Every week I co-host #SmallBizChat on Twitter. Of all the social networking platorms, Twitter is my favorite and has been instrumental in growing my visibility online and in making connections that have helped build my business.
But I know that to many people, Twitter can feel a little overwhelming. Not only that it can be slow to build a following that feels like it has any real value. Just like other platforms, Twitter takes time. It takes time to find the right people to follow, to learn what your audience will respond to, and to find the right tools that will help you reach your goals.
Facebook wasn’t built in a day – and neither will your Twitter following be built overnight. Learning Twitter can be a bit intimidating at first. Tweeps (the Twitter community) speak their own lingo and interact in a way that’s completely different than Facebook or LinkedIn.
How can you get a jumpstart on increasing your “Twitter savvy?“
Use these four tips to jump in feet first and avoid making potentially embarrassing mistakes.
Learn the Shorthand
Twitter users (aka. “tweeters”) have their own language. The language is often necessitated because of Twitter’s character length limit. Because you only have 140 characters, you’re more likely to say “PRT” than “Please retweet.” Twitter has a very comprehensive glossary you can view on their site: http://support.twitter.com/entries/166337-the-twitter-glossary. Learn the various common words and phrases used by the Twitter community.
Learn How to Use Hashtags
Hashtags are used primarily to identify messages on a certain topic.
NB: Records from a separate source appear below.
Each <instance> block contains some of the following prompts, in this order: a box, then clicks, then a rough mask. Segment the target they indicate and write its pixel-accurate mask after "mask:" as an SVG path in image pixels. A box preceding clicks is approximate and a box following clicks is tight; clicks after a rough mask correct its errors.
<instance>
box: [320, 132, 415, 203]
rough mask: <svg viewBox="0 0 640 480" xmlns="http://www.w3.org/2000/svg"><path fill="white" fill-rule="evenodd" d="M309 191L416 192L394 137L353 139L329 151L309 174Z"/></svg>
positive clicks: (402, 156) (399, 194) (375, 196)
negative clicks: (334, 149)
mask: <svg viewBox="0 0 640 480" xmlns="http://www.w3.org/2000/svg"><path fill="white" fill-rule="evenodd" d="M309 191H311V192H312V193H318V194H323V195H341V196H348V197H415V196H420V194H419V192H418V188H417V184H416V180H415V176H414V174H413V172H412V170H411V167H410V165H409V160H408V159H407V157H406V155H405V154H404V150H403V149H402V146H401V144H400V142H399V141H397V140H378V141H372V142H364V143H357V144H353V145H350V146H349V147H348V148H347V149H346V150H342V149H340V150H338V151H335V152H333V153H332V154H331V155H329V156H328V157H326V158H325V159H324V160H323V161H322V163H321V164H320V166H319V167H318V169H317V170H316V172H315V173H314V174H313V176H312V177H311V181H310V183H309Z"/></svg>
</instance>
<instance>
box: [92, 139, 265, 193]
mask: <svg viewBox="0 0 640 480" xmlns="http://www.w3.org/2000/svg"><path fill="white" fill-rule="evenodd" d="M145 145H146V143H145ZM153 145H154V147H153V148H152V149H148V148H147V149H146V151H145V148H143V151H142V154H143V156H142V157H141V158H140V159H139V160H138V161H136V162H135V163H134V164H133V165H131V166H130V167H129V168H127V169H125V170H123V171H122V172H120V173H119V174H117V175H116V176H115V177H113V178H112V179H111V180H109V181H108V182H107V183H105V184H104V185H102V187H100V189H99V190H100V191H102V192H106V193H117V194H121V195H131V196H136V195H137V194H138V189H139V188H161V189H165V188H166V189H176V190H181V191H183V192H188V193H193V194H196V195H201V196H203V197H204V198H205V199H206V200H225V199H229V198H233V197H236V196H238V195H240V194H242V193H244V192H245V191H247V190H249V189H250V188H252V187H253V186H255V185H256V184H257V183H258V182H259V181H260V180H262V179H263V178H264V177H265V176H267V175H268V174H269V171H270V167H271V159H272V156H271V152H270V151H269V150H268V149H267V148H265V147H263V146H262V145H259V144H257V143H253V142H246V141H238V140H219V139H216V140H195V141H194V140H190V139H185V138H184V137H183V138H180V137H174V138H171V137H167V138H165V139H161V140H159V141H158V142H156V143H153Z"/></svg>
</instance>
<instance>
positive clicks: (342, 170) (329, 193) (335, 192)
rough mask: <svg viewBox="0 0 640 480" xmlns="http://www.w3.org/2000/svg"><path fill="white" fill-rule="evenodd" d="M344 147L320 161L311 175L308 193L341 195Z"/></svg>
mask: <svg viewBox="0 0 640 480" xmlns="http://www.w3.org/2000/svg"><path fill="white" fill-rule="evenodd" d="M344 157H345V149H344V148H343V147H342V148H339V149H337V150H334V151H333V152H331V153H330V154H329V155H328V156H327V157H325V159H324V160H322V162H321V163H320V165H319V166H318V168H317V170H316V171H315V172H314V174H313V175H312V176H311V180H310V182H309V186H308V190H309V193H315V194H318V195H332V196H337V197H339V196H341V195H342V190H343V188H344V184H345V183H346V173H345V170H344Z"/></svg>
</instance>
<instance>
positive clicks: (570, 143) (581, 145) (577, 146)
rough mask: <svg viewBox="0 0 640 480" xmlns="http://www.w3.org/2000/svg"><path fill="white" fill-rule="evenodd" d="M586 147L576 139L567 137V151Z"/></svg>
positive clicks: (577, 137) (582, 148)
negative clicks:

A good example is the hashtag #smallbizchat. We use that every Wednesday night so that people can find and easily follow our Twitter interviews with small business experts. Anyone can contribute to the discussion by simply adding the #smallbizchat hashtag to their tweet. Anyone seeing that tweet could just click that hashtag to see all messages tagged with #smallbizchat. This effectively creates an interactive chat room or message board of sorts on the spot. Click here to see it in action: hashtag.org
Follow People in Your Industry
What should you post about? How often should you post? What are topics people are interested in hearing about? The best way to find out for yourself is to start following people in your industry. These could be competitors, customers, industry organizations and associations, industry news channels, and even your clients. Basically, follow anyone that has a strong voice in your market. This way you’ll start to get a real sense of what your market is like and what conventions are in your market. You’ll get a sense for how often others post and what topics people tend to respond to. One of my best tips for finding people to follow is to join a Tweet Chat and follow the participants that add the most value. There are over 400 Tweet Chats – there’s bound to be one for your industry, profession, or niche.
Follow, Be Followed, Post Messages
The best way to learn your way around Twitter is to just use it. Before you start using Twitter on your business account, try using Twitter in your personal account. (It’s a good idea to keep your personal and business tweets separate.) Start following your friends and ask your friends to follow you. Post tweets and watch your friends respond. Respond to your friends’ tweets.
These four basic steps for getting started are the pillars of mastering Twitter. Once you’ve learned how to create topics with hashtags, you’ve learned the various common words and phrases and you’ve learned how to follow, be followed and post messages, you are ready to start building your network. The next step is to just dive in head first and start sharing (and listening) on a regular basis. Consider setting aside 20-25 minutes a day to browse and build your connections.